The competition started in 1983 with 74 schools. In 2009, there were about 45,000 participants from over 3,000 high schools and middle schools in the U.S. and other countries. The last contest occurred in April 2013. Over the 30 years of KMO competition, more than 2.4 million students participated.

There were five levels of competition. Fifth- and sixth-grade contests were held in January and March and consisted of 100 questions. Middle school (up to grade 8), junior high (up to grade 9), and high school (up to grade 12) contests were held in December and April and consisted of 200 questions.

The Academic Hallmarks and Knowledge Masters mascot is a great auk with an affinity for puns.

== Rules and scoring ==
Each participating school received a password-protected disk (originally a floppy disk, later a CD-ROM) containing the contest questions. Only the first use of the password would generate a valid score report for submission to Academic Hallmarks. Team size was left to each individual school's discretion.

All questions were multiple-choice, with a maximum value of 10 points each. Each question and its category were displayed on screen, with five choices and a 60-second timer. A correct answer on the first try awarded five points, with up to five bonus points depending on the response time. If time expired or an incorrect response was given, the timer was reset to 60 seconds and the team was given a second chance to answer.
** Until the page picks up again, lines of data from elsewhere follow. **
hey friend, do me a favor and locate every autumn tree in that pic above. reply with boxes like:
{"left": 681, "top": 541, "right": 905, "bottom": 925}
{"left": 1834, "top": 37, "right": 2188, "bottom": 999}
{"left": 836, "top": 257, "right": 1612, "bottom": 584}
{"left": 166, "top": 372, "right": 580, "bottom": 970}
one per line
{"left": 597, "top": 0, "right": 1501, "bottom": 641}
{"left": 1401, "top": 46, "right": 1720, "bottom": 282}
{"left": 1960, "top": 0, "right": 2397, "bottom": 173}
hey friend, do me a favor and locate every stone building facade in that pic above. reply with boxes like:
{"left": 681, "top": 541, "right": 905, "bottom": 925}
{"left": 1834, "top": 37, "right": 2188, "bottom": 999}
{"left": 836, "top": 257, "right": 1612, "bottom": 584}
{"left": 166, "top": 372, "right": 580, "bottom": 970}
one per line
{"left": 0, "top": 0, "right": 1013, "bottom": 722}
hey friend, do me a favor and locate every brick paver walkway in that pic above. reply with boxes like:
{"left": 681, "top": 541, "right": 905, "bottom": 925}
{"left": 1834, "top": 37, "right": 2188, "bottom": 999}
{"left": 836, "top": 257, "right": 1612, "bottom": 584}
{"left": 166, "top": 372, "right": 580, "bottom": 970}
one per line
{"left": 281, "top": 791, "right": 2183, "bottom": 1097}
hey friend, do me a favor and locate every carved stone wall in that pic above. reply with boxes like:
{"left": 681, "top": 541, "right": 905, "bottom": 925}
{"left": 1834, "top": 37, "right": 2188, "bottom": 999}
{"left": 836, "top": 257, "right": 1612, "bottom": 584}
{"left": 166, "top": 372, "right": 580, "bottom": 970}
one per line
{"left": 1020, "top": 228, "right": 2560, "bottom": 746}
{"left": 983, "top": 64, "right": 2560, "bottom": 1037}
Two points were awarded for a correct second-chance response, with no bonus.

Bonus points were awarded for correct first-try answers as follows:

| More than | No more than | Bonus points |
|---|---|---|
| 0 seconds | 7 seconds | 5 |
| 7 seconds | 12 seconds | 4 |
| 12 seconds | 17 seconds | 3 |
| 17 seconds | 22 seconds | 2 |
| 22 seconds | 29 seconds | 1 |
| 29 seconds | 60 seconds | 0 |

The maximum potential score was 1,000 points (5th/6th grade) or 2,000 points (middle school and up), attainable by answering every question correctly on the first try and in less than 7 seconds each.

Teams could take up to three 5-minute breaks during the contest. They could use pencil and paper, but no other resources such as calculators or reference books, and assistance from coaches or spectators was not allowed.

Once a particular contest was over, the participating schools could use a second password to unlock the questions for unlimited use in practice sessions.